I'm on mobile right now, so if you need something more formal it might have to wait a couple hours.

Man_Over_Game
2021-04-15, 06:02 PM
Yeesh, that's expensive. Even on a 1:1 ratio, you're still looking at a situation where you'd want to need no more than like 7 to hit to make it worthwhile. On top of it just being bad if you have Extra Attack, I'd probably rethink the feat. I get that you're wanting to avoid stacking too much benefit with on-hit effects, but it'll be a bit of a stretch if you think you're going to outpace a Warlock in terms of cost and power so easily.

And anything weaker than the best possible option is balanced.

Keltest
2021-04-15, 06:06 PM
Yeesh, that's expensive. Even on a 1:1 ratio, you're still looking at a situation where you'd want to need no more than like 7 to hit to make it worthwhile. On top of it just being bad if you have Extra Attack, I'd probably rethink the feat. I get that you're wanting to avoid stacking too much benefit with on-hit effects, but it'll be a bit of a stretch if you think you're going to outpace a Warlock in terms of cost and power so easily.

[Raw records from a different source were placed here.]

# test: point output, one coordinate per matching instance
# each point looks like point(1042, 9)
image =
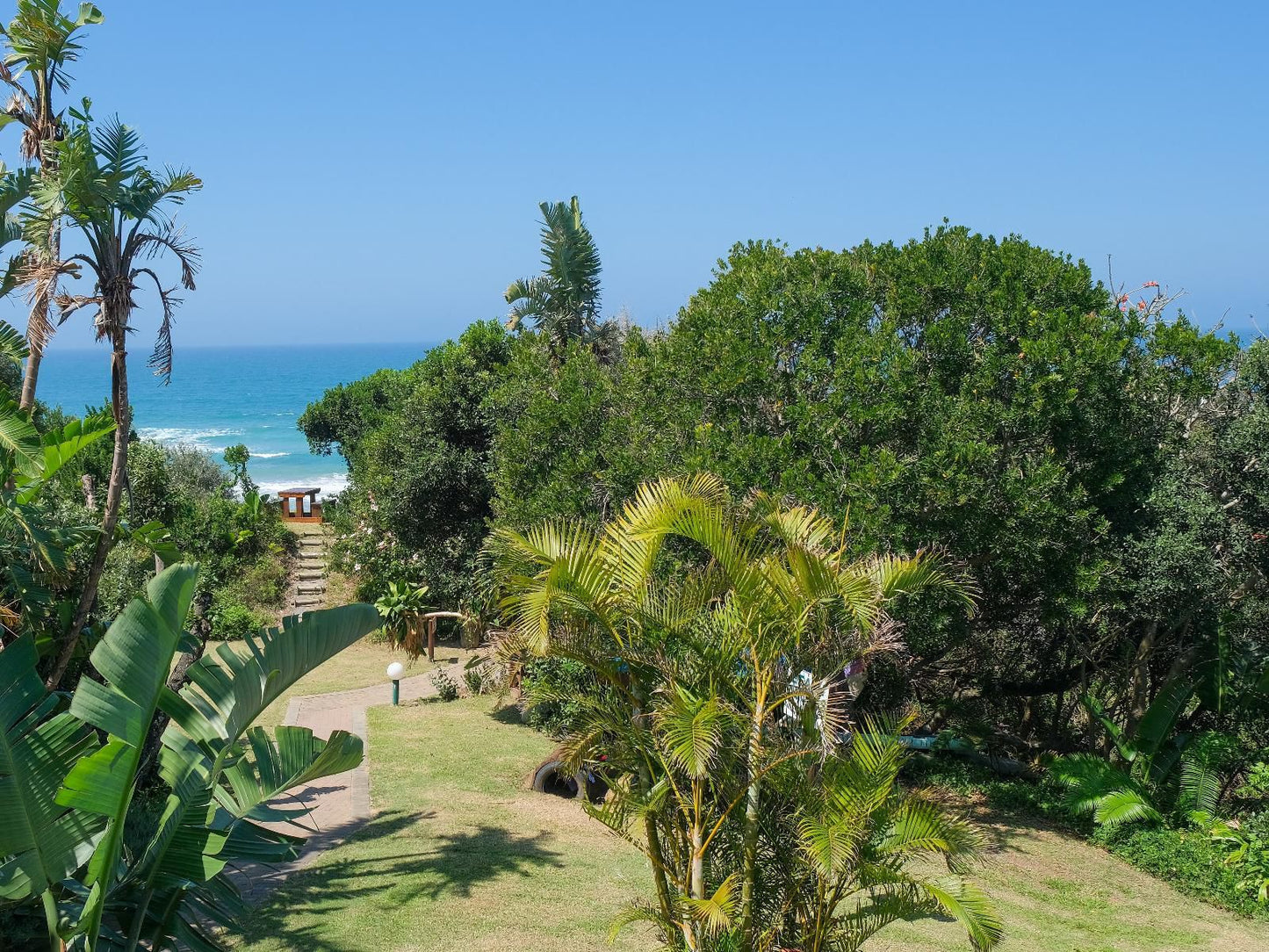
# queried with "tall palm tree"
point(102, 190)
point(40, 40)
point(564, 299)
point(717, 638)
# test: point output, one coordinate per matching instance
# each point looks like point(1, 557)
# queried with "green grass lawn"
point(359, 667)
point(462, 855)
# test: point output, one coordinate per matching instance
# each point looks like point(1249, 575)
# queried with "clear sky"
point(373, 169)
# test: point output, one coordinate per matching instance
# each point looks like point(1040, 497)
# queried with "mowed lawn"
point(464, 855)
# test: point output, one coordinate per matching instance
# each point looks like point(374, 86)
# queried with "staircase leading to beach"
point(308, 588)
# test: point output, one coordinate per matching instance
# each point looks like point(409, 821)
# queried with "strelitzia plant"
point(68, 794)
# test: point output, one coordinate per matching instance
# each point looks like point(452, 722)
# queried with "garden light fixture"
point(395, 670)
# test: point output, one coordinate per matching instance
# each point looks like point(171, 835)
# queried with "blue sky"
point(373, 170)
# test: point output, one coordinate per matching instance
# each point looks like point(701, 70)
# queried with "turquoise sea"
point(220, 396)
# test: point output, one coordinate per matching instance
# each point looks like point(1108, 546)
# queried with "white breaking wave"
point(182, 435)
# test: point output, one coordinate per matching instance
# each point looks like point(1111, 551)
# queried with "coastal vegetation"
point(866, 564)
point(1085, 455)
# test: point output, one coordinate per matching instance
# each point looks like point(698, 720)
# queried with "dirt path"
point(342, 804)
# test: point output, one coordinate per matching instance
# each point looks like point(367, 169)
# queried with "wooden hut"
point(301, 504)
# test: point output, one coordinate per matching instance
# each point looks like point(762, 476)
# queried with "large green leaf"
point(13, 345)
point(18, 436)
point(40, 841)
point(57, 448)
point(221, 786)
point(133, 659)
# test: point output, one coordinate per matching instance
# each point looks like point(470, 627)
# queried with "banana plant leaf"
point(133, 658)
point(224, 775)
point(40, 841)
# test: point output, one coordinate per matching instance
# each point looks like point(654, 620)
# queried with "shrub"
point(473, 677)
point(447, 689)
point(1248, 843)
point(231, 620)
point(1189, 860)
point(547, 683)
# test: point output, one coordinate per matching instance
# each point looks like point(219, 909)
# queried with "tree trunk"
point(1138, 690)
point(749, 843)
point(113, 495)
point(28, 379)
point(39, 324)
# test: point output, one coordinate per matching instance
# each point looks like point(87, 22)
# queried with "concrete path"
point(342, 804)
point(308, 581)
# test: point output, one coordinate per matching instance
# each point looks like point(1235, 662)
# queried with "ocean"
point(220, 396)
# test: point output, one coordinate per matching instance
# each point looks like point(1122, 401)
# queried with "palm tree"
point(102, 190)
point(564, 299)
point(40, 40)
point(716, 636)
point(71, 773)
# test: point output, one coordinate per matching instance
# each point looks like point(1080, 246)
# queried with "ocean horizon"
point(225, 395)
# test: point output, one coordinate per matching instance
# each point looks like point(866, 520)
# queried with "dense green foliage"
point(1092, 462)
point(1090, 458)
point(418, 444)
point(68, 775)
point(721, 632)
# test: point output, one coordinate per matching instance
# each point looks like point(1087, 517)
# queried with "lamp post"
point(395, 670)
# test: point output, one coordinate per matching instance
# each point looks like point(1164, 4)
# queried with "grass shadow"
point(508, 714)
point(434, 869)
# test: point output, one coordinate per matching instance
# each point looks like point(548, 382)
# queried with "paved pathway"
point(338, 805)
point(308, 586)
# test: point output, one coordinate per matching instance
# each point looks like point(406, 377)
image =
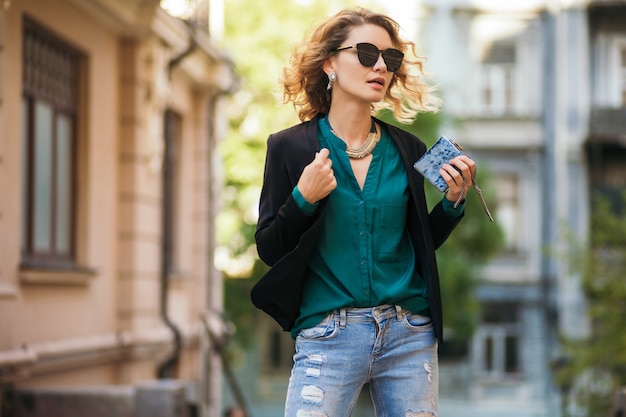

And anything weaker than the best possible option is balanced.
Yeah, that's what I was afraid of. Would lowering the attack penalty a couple points improve it to more tolerable levels, or should I just use a different trade off? If I need a different one, do you have any thoughts on what it should be?

Kane0
2021-04-15, 06:12 PM
Okay so a bit rough but here is what I got (You can ignore column E)

Notes:
X + Y attacks means X number of attacks using your Action and Y number of attacks using your Bonus action over the course of the three rounds.
I let Pally use Two-Wep style, because why not
GW style is calculated as +1 damage for simplicity
Zweihander column uses PAM for the feat, not GWM
The -5 to hit being a 25% reduction in damage output probably isn't entirely indicative of its real effect
Crits aren't taken into account


I'll let you draw your own conclusions, but doesn't seem wildly out of balance on first glance. It reminds me of the Samurai ability, trading a significantly boosted number of attacks at the cost of the chance of them landing. In fact, this could get a little silly if you put the two together.

https://i.imgur.com/KtJxAp4.jpg

Man_Over_Game
2021-04-15, 06:30 PM
GWM or SS, without Advantage, gives about a +2 damage bonus in an average situation (with like an 8 on-the-die to hit normally). That doubles with Advantage.

Also keep in mind that this isn't accounting for the bonus effects those feats grant.

Assuming you're playing a normal class, you're looking at about +4 damage per round without an additional investment, and +8 damage per round with additional investment (Advantage).

Now, GWM and SS generally get Advantage from somewhere as the form of investment, but you could use the same logic to apply for any on-hit effects (which, I should stress, should not be necessary to gain value from this feat).

Assuming the average roll that a player needs to hit with default rules is always about an 8, a -3 to hit totals for 75% damage with your normal attacks, for a final result of 150% total damage. Which I'd say is perfectly fine, considering this feat comes with additional cost (your Bonus Action, doesn't work out-of-round) and most on-hit effects are initiated with your Bonus Action (meaning you're almost never using this feat in the first round of combat).

With Extra Attack, I think this would drop down to 112.5%, which I'd debate is not worth a feat but it's hard to say. Just a reminder, this is with a -3 to hit on all attacks that turn.